The CLI's hook installer is idempotent and preserves supported existing hook
configuration. An existing `.codetruss.yml` remains authoritative: if setup
reports a policy mismatch, stop instead of overwriting or weakening it, and
treat any policy change as a separate developer decision. If the developer
approves the exact policy diff, make only that reviewed edit and rerun setup
without conflicting policy flags. A setup hook target installs or checks that
target; it does not remove other existing hooks. Never uninstall another hook
without an explicit removal request. Do not replace the installer with
plugin-bundled hook logic.

## Review changes

1. Use the developer's actual task statement. Ask for it if the intended change
   is unclear; do not invent a permissive task after seeing the diff.
2. Use `codetruss review --task "..."` for current tracked and untracked changes.
   Add `--staged` only when the developer requests the index or a pre-commit
   review.
3. Use repository policy by default. Pass task-specific `--allow`, `--deny`, or
   `--verify` values only when the developer explicitly sets or approves them.
4. Read the receipt ID and explicit reasons. Use
   `codetruss report latest --json` when structured evidence is useful, then run
   `codetruss verify latest` before describing the receipt as valid.
5. Report the verdict, scope exceptions, sensitive surfaces, analyzer findings,
   verification results, evidence limitations, and receipt path. Distinguish a
   policy dispute from a product or shell failure.

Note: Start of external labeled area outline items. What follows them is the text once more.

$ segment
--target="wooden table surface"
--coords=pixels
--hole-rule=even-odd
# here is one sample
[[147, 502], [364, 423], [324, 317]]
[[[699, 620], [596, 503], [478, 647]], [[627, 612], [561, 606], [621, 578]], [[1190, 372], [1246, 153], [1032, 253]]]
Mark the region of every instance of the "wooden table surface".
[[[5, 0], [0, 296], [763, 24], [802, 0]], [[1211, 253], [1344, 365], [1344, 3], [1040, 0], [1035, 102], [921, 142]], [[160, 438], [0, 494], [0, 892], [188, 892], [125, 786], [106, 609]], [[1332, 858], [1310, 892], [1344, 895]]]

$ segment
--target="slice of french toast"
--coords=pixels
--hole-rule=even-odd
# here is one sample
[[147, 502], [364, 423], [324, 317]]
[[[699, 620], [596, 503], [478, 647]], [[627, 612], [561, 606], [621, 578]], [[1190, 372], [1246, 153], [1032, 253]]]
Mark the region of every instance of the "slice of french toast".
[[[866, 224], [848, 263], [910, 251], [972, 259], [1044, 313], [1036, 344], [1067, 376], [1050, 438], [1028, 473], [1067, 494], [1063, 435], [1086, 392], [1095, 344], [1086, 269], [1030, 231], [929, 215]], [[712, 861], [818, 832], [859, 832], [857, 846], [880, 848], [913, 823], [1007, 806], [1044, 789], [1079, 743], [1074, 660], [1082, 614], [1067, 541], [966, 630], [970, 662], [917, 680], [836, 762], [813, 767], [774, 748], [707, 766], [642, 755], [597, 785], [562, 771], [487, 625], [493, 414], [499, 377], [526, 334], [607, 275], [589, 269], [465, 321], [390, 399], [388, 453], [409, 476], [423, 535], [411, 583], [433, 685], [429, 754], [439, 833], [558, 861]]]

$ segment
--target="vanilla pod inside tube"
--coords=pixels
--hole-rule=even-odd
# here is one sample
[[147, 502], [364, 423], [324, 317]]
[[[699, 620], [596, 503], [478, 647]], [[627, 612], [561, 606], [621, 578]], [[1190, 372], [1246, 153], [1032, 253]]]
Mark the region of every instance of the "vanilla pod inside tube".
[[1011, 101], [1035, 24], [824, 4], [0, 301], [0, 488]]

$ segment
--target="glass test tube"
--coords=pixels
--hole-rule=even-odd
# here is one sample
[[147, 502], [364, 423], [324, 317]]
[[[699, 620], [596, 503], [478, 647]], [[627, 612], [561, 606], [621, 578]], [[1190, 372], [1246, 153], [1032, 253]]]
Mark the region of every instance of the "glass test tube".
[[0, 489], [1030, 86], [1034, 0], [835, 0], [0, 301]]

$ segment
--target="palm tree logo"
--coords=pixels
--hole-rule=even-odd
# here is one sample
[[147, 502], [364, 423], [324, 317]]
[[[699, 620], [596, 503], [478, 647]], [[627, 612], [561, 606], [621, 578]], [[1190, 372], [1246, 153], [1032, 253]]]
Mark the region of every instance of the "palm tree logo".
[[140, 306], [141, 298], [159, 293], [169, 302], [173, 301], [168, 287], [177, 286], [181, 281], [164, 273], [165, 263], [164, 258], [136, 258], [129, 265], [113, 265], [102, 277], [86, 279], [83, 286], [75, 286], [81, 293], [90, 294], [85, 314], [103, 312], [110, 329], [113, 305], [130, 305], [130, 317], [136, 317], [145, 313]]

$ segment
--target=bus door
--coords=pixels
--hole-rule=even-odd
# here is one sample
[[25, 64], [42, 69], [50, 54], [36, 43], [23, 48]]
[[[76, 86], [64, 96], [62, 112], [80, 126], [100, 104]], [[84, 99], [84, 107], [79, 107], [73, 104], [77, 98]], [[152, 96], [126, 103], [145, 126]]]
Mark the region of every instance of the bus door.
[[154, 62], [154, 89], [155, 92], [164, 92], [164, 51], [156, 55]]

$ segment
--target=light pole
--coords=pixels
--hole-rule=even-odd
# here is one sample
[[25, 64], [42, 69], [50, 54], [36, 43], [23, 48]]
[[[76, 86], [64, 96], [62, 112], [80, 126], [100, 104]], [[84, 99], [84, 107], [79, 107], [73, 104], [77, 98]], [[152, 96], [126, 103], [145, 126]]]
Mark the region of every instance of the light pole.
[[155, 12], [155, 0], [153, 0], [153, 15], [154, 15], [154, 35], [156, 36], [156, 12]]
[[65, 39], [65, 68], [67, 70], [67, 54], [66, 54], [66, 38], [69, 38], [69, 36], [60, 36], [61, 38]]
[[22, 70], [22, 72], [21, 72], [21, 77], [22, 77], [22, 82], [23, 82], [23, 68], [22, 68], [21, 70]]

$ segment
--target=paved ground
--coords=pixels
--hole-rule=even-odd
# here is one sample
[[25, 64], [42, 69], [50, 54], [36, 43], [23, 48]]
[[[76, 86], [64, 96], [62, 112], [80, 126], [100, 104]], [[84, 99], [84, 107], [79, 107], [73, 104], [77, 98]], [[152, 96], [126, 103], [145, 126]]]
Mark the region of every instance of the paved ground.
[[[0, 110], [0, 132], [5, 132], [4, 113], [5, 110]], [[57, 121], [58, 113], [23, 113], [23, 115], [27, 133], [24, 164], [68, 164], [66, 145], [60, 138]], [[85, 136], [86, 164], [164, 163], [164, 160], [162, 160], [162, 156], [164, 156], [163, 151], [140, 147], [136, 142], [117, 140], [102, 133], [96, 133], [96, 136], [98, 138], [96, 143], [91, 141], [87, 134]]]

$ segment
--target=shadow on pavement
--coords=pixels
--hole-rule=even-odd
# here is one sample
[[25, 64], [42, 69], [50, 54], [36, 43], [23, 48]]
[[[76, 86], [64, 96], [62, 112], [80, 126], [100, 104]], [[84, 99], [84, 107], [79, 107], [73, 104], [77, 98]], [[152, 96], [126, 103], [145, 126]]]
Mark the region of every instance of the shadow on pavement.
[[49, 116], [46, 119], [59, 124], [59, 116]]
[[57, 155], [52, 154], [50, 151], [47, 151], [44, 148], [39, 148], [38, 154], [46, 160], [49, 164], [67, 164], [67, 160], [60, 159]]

For a wrapped agent run, preserve the exact task and policy:

```bash
codetruss run --task "<task>" --allow "<glob>" --verify "<command>" -- <agent-command>
```

Do not stage, commit, reset, clean, or sync as a side effect of review.

## Repair and recheck

- Repair the finding at its source while keeping the approved policy stable.
- Re-run the same review mode and verification commands after the change.
- If the developer intentionally changed a sensitive or denied surface, record
  that decision explicitly; do not silently reclassify it.
- Use `codetruss hooks status <surface>` and
  `codetruss hooks doctor <surface>` for diagnosis. Use
  `codetruss hooks uninstall <surface>` only on an explicit removal request.

Keep the final response compact: verdict first, then actionable reasons, receipt
ID/path, integrity result, and any decision still required from the developer.